# any tips removing NRS knife holster from pfd?



## Ninja_Nico (Mar 28, 2013)

I just bought a new pfd and I'm trying to transfer my NRS holster to the new vest. In the past I've cut it off, but I don't necessarily want to do that again. Right now I've got some butter knives in there trying to get some leverage on the barb of the holster. Tips? I'm sure youve done this before. Thanks!


----------



## Favre (Nov 17, 2010)

I used a butter knife and twenty minutes of aggressive wedging and removed a NRS Co-Pilot knife just a few days ago..

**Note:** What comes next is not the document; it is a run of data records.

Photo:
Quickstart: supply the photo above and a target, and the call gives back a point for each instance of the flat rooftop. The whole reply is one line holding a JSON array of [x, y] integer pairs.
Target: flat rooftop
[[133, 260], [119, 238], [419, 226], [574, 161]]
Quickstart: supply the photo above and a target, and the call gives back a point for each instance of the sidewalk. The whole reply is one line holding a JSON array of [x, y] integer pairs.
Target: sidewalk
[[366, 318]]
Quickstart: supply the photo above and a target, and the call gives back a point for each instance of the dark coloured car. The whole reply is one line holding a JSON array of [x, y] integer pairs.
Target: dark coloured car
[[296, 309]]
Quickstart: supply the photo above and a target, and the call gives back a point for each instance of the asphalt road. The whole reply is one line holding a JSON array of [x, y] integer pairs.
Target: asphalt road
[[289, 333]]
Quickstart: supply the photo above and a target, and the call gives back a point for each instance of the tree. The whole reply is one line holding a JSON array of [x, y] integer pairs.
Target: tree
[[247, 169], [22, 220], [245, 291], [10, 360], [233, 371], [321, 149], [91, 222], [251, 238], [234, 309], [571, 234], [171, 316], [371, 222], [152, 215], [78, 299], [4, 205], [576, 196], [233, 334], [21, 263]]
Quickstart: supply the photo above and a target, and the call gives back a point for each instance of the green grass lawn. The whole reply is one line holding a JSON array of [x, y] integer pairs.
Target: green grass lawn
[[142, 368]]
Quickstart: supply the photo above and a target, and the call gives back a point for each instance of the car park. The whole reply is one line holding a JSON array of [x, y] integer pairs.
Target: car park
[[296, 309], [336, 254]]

I find I need to use a knife to attach it as well, but removing it was much more difficult.

I don't have any tips other than using a butter knife. Good luck!

-Micah


----------



## livin_tll (Apr 2, 2011)

yeah i use a flat head screw driver at both ends and lift the flap then pull the holster.


----------



## Ninja_Nico (Mar 28, 2013)

The butter knives worked. I just needed to stick with it a little longer.


----------



## Snowhere (Feb 21, 2008)

I like my knife on my shoulder straps, so I don't worry about having a holster where I need it and just use a couple of zip ties instead.


----------



## Bpsig (Mar 7, 2012)

hit it with a blow dryer for a while to soften up the plastic, it should slip out pretty easy after that along with using the butter knife to pry.


----------